WORLDTEMPUS - 4 octobre 2010
Pierre Maillard - "Au delà des mots"
Chronique
Aujourd'hui, on appelle ça buzz. La différence? Il n'y en a guère, sinon que le monde se "professionnalisant" à outrance, on "lançait" auparavant une rumeur un peu au hasard, comme une bouteille à la mer, alors qu'aujourd'hui on "crée" scientifiquement du buzz.
Par ce glissement sémantique, la "rumeur", qui avait quelque chose de sale, d'interlope, voire de malsain (derrière la rumeur, il y a toujours un "corbeau"), acquiert ses lettres de noblesse marketing en devenant du buzz. Le mot n'existe peut-être pas encore, mais il est fort à parier que bientôt une Haute Ecole de Marketing créera son Master en rumeurs et que la profession de "buzzer" s'imposera d'elle même. Car pour être un bon buzzer il faut maîtriser les outils les plus complexes qui se sont récemment développés. Il convient de tout connaître des arcanes de Twitter, d'irriguer en profondeur les réseaux sociaux de Facebook, de composer d'habiles Blogs, d'être présent sur tous les Forums, d'inonder YouTube, de manier à la perfection son smartphone, bref de distiller et d'instiller partout la rumeur virale afin que celle-ci enfle dans le monde virtuel avant que de provoquer ses effets dans le monde réel.

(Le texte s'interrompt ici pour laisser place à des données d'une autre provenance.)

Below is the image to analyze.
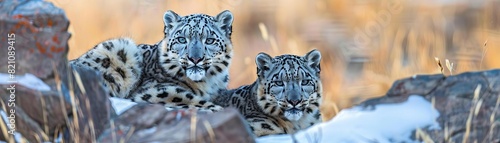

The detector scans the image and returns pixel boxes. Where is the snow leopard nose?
[188,57,203,64]
[288,99,302,106]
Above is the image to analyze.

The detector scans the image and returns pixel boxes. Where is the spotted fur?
[213,50,322,136]
[71,11,233,112]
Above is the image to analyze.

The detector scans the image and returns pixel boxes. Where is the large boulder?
[361,70,500,142]
[0,0,114,142]
[0,0,71,80]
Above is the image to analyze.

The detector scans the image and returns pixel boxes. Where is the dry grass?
[46,0,500,119]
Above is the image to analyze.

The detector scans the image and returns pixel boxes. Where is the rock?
[361,70,500,142]
[98,104,255,143]
[0,0,71,80]
[65,66,116,142]
[0,84,71,142]
[0,0,116,142]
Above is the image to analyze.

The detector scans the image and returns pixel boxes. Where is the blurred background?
[46,0,500,119]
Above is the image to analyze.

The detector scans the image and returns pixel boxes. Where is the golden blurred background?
[50,0,500,119]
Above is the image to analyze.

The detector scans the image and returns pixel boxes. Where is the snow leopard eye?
[205,38,215,44]
[300,79,311,86]
[273,81,284,86]
[177,37,186,44]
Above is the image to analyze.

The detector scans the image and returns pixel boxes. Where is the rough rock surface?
[63,66,116,142]
[98,104,255,143]
[0,0,114,142]
[0,0,71,80]
[361,70,500,142]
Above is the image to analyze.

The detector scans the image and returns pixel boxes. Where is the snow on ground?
[257,95,440,143]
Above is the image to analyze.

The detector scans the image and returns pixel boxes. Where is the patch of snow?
[257,95,440,143]
[109,97,137,115]
[0,73,50,91]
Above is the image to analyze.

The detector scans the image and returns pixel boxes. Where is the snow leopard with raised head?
[70,10,233,112]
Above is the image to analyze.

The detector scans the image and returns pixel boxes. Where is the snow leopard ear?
[255,52,273,76]
[163,10,181,36]
[304,49,321,73]
[215,10,233,37]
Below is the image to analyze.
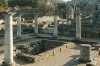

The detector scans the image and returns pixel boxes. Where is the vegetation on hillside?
[0,0,8,12]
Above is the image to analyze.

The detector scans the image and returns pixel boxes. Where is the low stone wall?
[16,42,75,62]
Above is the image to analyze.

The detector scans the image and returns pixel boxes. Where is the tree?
[37,1,55,15]
[0,0,8,12]
[0,0,8,7]
[57,2,66,10]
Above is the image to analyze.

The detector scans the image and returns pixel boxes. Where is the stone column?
[34,15,38,35]
[71,6,74,19]
[2,12,15,66]
[74,4,76,11]
[53,15,58,37]
[79,44,91,62]
[17,15,21,37]
[76,6,81,39]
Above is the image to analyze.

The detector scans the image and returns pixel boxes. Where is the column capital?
[4,12,16,15]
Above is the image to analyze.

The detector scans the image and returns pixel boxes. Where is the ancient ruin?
[0,0,100,66]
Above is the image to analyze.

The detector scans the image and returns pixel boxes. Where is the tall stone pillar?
[71,6,74,19]
[17,15,21,37]
[34,15,38,35]
[76,6,81,39]
[74,4,76,11]
[2,12,15,66]
[53,15,58,37]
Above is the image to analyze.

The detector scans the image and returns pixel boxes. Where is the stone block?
[46,50,53,56]
[39,52,49,60]
[60,45,66,52]
[33,55,41,62]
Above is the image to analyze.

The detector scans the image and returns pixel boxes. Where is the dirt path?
[15,44,80,66]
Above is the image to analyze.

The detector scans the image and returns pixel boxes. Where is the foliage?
[0,0,8,12]
[8,0,43,8]
[0,0,8,7]
[38,1,55,15]
[57,2,66,10]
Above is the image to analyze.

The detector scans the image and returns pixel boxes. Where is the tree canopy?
[0,0,8,7]
[0,0,8,12]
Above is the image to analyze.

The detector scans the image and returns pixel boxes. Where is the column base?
[16,36,21,40]
[2,61,15,66]
[34,33,38,36]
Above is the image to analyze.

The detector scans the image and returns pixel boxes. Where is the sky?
[63,0,71,1]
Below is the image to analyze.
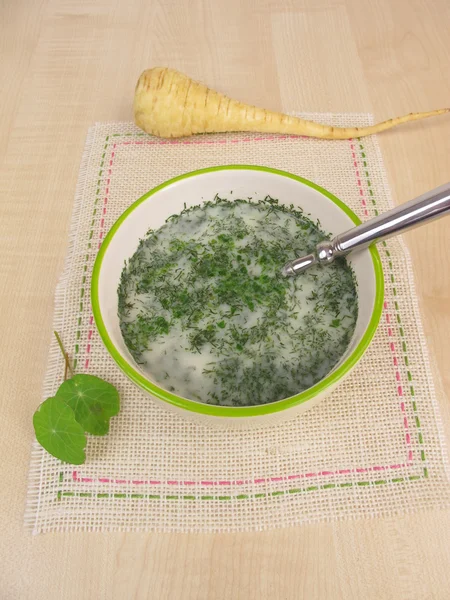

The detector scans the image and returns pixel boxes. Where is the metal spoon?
[283,183,450,277]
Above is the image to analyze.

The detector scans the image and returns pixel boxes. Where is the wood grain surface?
[0,0,450,600]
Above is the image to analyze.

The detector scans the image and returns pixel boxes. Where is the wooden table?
[0,0,450,600]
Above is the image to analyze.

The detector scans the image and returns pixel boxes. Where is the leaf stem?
[53,331,74,381]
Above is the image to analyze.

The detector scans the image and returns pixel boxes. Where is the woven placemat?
[25,114,449,533]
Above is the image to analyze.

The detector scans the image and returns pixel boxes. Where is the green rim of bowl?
[91,165,384,418]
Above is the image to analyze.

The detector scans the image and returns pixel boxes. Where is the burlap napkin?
[25,115,449,533]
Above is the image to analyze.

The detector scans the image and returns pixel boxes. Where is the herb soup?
[119,197,358,406]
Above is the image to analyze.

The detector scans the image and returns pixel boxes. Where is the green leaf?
[56,375,120,435]
[33,397,86,465]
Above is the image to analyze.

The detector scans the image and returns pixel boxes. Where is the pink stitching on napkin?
[72,135,413,486]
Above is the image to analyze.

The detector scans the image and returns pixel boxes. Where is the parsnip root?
[134,67,450,140]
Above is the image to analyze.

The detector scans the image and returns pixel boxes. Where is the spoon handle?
[328,183,450,262]
[283,183,450,277]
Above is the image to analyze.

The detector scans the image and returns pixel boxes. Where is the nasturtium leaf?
[33,397,86,465]
[56,374,120,435]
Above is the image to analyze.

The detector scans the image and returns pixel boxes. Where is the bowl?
[91,165,383,428]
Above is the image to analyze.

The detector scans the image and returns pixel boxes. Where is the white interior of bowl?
[98,169,376,400]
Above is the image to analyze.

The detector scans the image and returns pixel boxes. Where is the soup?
[118,197,358,406]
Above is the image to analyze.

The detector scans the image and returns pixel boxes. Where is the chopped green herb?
[118,196,358,406]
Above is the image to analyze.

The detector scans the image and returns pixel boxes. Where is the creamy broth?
[119,197,358,406]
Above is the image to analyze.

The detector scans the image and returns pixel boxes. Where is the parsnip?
[134,67,450,140]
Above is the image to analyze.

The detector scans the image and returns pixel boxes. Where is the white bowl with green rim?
[91,165,383,428]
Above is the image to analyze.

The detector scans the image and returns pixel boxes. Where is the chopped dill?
[118,196,358,406]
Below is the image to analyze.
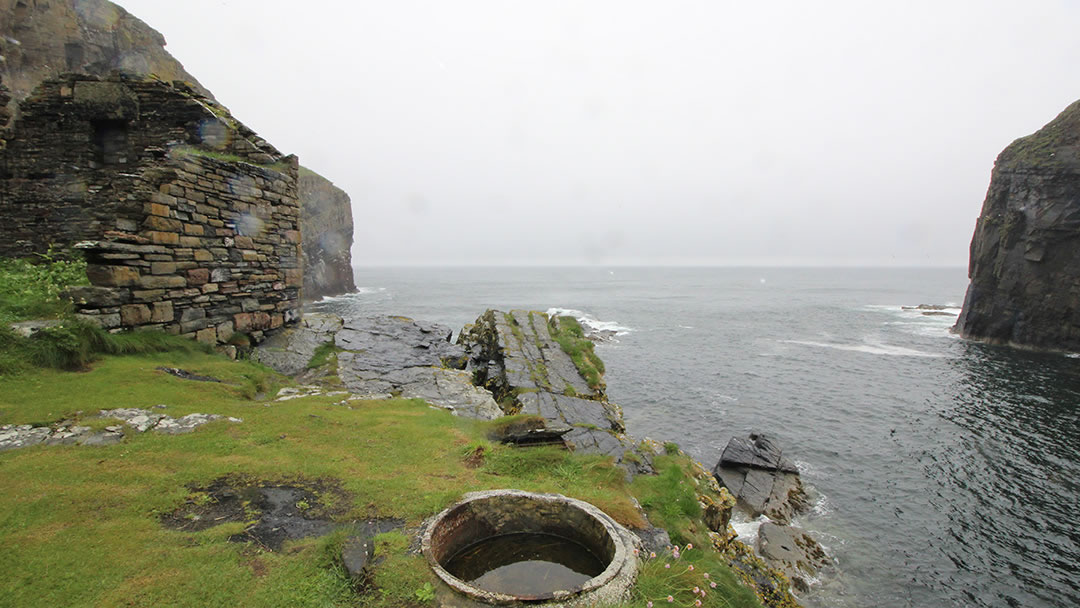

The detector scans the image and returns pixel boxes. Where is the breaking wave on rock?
[546,308,634,341]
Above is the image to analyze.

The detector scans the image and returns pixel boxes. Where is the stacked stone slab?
[458,310,653,474]
[0,73,302,343]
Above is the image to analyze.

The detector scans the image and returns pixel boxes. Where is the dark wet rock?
[256,314,502,420]
[8,319,63,338]
[956,102,1080,351]
[713,433,809,523]
[458,310,606,408]
[458,310,654,475]
[489,416,573,445]
[254,312,345,376]
[229,486,337,551]
[297,167,356,300]
[757,522,829,593]
[720,433,799,473]
[161,476,384,551]
[158,367,220,382]
[334,316,464,374]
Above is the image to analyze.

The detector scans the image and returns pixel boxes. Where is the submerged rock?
[956,102,1080,351]
[255,313,502,420]
[757,523,829,593]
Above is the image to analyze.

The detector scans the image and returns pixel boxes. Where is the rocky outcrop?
[956,97,1080,351]
[255,313,502,420]
[0,0,355,300]
[0,0,211,126]
[300,167,356,300]
[756,522,831,593]
[713,433,807,524]
[458,310,652,474]
[713,433,831,592]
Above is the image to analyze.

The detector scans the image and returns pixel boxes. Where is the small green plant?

La "rumeur", qui avait quelque chose de sale, d'interlope, voire de malsain, acquiert ses lettres de noblesse marketing en devenant du buzz. DR
J'ai une petite proposition pour cette future chaire de buzz: nommons à sa tête Jean-Claude Biver! Voilà un expert en la matière. Ce diable d'homme domine à la perfection tous les outils à disposition, sait les combiner avec science et a amplement démontré qu'il parvient ainsi à transformer les ondes électroniques en espèces sonnantes et trébuchantes. Une petite anecdote: au dernier jour de Baselworld, à 4h16 du matin précisément, j'ai été réveillé par la sonnerie de mon téléphone me signalant qu'un message venait de me parvenir. Craignant qu'un accident soit arrivé à un de mes proches, je me ruai alors sur mon portable (qui, par ailleurs, n'a rien de smart, soit dit en passant) et, fébrilement, ouvris le message en question pour y lire: "Formidable, 75 millions de FS de commandes, après les 55 millions de Genève! - Signé: Jean-Claude Biver". Inutile de préciser que je me suis rendormi, certes soulagé mais un peu chiffonné quand même, et que j'ai mariné ensuite jusqu'à 7h00 du matin dans un océan de chiffres qui dansaient sans répit sous mes paupières. Sans oser l'avouer, ni même me l'avouer, j'étais quand même un peu flatté qu'un patron comme Biver prenne le temps de m'envoyer un tel sms à 4h16 du matin! Dès le petit-déjeuner, je commençai aussitôt à relayer la "rumeur" - proprement invérifiable, LVMH et Bourse obligent. Mais, quand je découvris que tous mes collègues avaient reçu le même message et qu'ils s'étaient déjà tous activement employés à distribuer la bonne nouvelle, je compris vite que l'art suprême du buzzer est de jouer sur la vanité de chacun en faisant croire au récipiendaire que celui-ci est un privilégié, un VIP qui figure parmi les très rares initiés.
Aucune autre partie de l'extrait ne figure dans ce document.